Week 39 – ‘One Last Time’
by Frank Hamilton
I’m writing this in a bit of a daze to be honest. It’s been a rough week.
Right now I’m lying on the couch with a hot water bottle up my shirt, a mug of lemsip in my hand and a golf ball stuck inside my throat.
At this moment in time I don’t really know what’s happening with the song. I spent most of Tuesday and Wednesday bawling my eyes out and then the tonsillitis arrived.
Before I go back to bed I want to say thanks for all your kind words this week. Literally hundreds of emails, messages, comments and tweets. I didn’t quite know what to say and I still don’t… but she’d be well chuffed – always did love the attention…
RIP Jemima – love of my life and best thing in it since 1994. Without you there would be no ‘You, Your Cat & Me’, amongst so many others. Sleep well xxx
Hopefully the song will be up in a day or two. As ever I’ll be posting updates on Twitter.
Finally, look at last weeks blog if you haven’t already – especially the bit about us writing a song together. If you’d like to get involved you can send your ideas/lyrics/titles/monologues to ‘email@example.com’.
Updated – Saturday: 22:21
The last 30 hours or so have been a blur, since the drugs kicked in and I found the energy to pick up a guitar.
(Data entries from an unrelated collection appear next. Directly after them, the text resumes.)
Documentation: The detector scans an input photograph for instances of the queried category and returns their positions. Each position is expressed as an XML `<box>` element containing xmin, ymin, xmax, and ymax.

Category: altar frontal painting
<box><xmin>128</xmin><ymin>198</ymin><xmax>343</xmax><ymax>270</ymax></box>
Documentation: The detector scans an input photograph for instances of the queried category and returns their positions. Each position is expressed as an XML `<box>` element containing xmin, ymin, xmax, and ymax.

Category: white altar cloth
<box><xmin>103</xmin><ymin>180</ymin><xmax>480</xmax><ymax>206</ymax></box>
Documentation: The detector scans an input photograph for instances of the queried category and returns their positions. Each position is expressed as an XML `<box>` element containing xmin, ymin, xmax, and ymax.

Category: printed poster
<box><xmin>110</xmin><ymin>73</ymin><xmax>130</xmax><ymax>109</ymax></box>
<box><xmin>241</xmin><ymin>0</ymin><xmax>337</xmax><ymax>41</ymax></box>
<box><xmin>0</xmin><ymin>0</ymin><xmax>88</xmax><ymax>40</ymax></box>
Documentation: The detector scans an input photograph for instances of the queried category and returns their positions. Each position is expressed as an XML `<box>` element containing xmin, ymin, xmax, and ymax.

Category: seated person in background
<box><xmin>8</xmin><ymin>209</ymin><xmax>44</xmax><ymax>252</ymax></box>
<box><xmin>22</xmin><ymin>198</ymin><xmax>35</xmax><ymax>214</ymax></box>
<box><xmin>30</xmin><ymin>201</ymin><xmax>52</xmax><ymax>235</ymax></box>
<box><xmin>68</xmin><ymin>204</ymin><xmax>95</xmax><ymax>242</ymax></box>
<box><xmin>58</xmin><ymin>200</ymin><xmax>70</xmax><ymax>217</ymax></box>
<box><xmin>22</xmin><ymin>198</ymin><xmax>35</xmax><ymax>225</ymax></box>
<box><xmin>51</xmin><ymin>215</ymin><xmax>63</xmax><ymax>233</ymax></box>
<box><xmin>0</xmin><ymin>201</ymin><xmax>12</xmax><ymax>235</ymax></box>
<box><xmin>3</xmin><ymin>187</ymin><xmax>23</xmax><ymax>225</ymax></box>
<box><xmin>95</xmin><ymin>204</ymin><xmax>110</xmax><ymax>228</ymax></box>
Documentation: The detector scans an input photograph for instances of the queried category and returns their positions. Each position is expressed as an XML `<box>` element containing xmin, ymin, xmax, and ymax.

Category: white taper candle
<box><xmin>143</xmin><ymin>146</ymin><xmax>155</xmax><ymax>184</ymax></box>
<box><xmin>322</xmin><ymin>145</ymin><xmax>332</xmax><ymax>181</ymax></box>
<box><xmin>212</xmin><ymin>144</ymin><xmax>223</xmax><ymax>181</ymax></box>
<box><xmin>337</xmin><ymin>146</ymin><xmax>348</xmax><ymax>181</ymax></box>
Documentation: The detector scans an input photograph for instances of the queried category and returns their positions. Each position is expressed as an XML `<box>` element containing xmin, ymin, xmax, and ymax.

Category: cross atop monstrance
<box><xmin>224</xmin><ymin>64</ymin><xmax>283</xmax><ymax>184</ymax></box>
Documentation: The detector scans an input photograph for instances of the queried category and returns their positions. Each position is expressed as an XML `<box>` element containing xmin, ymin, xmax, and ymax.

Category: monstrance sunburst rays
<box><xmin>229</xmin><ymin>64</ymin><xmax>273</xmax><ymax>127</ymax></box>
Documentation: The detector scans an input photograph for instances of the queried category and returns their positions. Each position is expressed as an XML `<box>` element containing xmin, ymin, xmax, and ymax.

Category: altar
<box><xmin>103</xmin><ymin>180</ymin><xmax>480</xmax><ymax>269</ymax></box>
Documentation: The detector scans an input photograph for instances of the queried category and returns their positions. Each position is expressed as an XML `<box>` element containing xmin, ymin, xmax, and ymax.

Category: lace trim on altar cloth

I’ve slept for 9 of them and worked and cried my way through the rest. Curtains closed, pouring my absolute heart out and worrying that it’s all just not good enough. What a fucking stereotype!
Here’s the song:
If you’re wondering what all the fuss was about – Jemima was my 8th birthday present. I came home from school, shut my eyes, held out my hands and saw this little bundle of fur staring up at me. Back then I had no idea she’d be such an important part of my life. She’s been there through everything – The one I run to when shit hits the fan. The one I write songs about when I’m single. The one directly responsible for my biggest selling record to date (and all the t-shirts I keep having to pack up and send out).
For most of this week I’ve wished I wasn’t a songwriter doing one song a week. When your work is your life and your life falls apart there’s no escape.
Still, part of me thinks it’s a good thing. I know myself pretty well and that’s why I made the decision (hardly a conscious one, dosed up on Lemsip and Penicillin) to ‘go there’ – in order to come out the other side and feel a little bit more philosophical about the whole thing.
I can’t say it’s worked yet… but give it time.